I looked at couple of articles on modular arithmetic but no article could able to penetrate my thick skull. Please give some pointers to understand this.


Solution

  • This is the "rolling" aspect of the hash. It's eliminating the contribution of the oldest character (txt.charAt(i-M)), and incorporating the contribution of the newest character(txt.charAt(i)).

    The hash function is defined as:

                M-1
    hash[i] = ( SUM { input[i-j] * R^j } ) % Q
                j=0
    

    (where I'm using ^ to denote "to the power of".)

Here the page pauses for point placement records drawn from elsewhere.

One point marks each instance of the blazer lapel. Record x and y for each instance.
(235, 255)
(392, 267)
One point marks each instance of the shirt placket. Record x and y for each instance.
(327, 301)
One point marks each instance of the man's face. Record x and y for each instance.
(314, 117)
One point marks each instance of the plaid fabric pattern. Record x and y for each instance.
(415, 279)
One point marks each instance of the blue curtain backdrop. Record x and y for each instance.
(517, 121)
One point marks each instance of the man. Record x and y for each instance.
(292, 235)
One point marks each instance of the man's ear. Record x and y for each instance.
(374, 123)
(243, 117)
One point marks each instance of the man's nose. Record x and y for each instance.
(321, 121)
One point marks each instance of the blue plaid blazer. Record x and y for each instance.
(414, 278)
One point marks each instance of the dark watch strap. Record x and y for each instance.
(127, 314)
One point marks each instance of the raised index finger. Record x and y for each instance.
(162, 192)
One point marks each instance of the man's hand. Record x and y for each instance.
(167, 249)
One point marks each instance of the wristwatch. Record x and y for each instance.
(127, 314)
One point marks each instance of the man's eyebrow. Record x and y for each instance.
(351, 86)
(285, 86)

    But this can be written as an efficient recursive implementation as:

    hash[i] = (txtHash*R - input[i-M]*(R^M) + input[i]) % Q
    

    Your reference code is doing this, but it's using various techniques to ensure that the result is always computed correctly (and efficiently).

    So, for instance, the + Q in the first expression has no mathematical effect, but it ensures that the result of the sum is always positive (if it goes negative, % Q doesn't have the desired effect). It's also breaking the calculation into stages, presumably to prevent numerical overflow.